Q: Dan, you advised that spending under pressure due to weak income growth, you get wage growth at a 9-year high. Can you please explain?
Dan North: “There are a couple of different things here. Let’s say wage growth is 3%. Income growth is something like 3%. But more importantly, we're talking about income and wages - that's what you get paid, but that’s not necessarily what you're going to spend. The consumer, even though they're saying we have high confidence, they're actually very concerned about the future. They have growing incomes and wages, but it doesn't mean they're spending it and they're not. The most recent reports on retail sales have been evidence of that. You’ve got to separate out the income growth and consumption.
In addition, wages are what you get paid for going to work. Income includes wages, plus income you might get from interest on a bank account, or dividends, or investment income, or money from social security, for instance. Wages are only part of income and that's why there can be a difference in growth rates.”
Q: Do you require your policyholders to stop doing business with their clients if you see an uptick in past dues or claims?

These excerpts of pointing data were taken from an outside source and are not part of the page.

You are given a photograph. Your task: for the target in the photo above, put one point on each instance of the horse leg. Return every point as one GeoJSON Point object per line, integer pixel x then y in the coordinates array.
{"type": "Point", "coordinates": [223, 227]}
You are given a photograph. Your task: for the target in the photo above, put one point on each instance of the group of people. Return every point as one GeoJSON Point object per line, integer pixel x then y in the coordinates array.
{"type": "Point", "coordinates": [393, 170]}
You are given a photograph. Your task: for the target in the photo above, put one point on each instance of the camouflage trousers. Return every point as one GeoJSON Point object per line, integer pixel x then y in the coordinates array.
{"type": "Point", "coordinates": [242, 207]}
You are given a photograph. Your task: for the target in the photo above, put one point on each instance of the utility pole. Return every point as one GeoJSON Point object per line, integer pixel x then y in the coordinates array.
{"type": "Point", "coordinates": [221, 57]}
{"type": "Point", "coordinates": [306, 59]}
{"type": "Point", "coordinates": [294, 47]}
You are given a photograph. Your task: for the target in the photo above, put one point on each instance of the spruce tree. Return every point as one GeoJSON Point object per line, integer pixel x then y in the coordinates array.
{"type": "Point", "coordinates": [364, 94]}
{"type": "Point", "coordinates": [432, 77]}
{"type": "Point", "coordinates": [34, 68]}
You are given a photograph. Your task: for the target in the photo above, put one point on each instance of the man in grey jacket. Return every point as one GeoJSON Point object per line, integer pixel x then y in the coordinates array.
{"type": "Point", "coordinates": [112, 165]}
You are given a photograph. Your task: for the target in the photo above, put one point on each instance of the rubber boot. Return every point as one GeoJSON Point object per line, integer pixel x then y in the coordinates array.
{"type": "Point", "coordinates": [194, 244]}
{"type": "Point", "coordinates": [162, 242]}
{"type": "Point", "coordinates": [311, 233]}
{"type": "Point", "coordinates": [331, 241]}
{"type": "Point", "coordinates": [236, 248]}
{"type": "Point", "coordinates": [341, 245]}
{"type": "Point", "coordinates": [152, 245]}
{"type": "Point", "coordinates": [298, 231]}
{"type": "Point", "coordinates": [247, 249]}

Yaye Essayas: “We never dictate to our clients whether they should do business with their clients. We may look at the payment incidents and point out that we have issues, and we may even decide to take away the coverage that we're providing for our clients, but we will never dictate to them whether they should stop doing business or not.”
Q: What are the size parameters of the companies you offer coverage to? Do small businesses typically use your offerings?
Kip Fournier: “Any company of any size can benefit from our policy; however, there's usually a minimum amount of volume before it becomes cost-effective for a company to utilize our policy. If you're not growing that quickly or you're a relatively small company, probably less than five million, you may not get the full benefit.
However, you may—depending on what sector you're in. My recommendation is to reach out to one of our agents across the country and we'll figure out if it does or it doesn't. The second part of the question, it really depends on a couple of factors, but many small businesses, in their mind, they say, ‘I'm small, I do 10 million.’ Well, that's actually not that small. Or even in their mind, they do two million, but they're growing two million per year. That's someone that with that rapid expansion may want to have the ability to with a name and a click have an invoice protected under the policy and continue that rapid growth. Sometimes rapid growth is a business' killer because they extend themselves too far, then their buyers don't pay them, and then they're in a really bad position. It depends on a couple of factors, but we work with all businesses probably down to about three million, maybe a little smaller and all the way up to a billion.”
Stephen Georgetti: “And that goes nicely in the risk side, too, because historically, it's been very challenging for us to monitor and underwrite small businesses because there's just not a lot of information. You have a credit report, which is pretty scarce, and so when you're faced with $100,000, $50,000 credit requests, what you are assessing that on.”
“Today, I'm really happy to discuss the fact that we're part of the SBFE, the Small Business Financial Exchange, which enables us to have much more information on SMEs information such as credit card utilization, revolver balances, and high credit limits. These are things we never had before from an underwriting perspective. Monitoring perspective enables us to accurately and intelligently assess risk and grant coverage in a space where it's been very challenging for us to before.”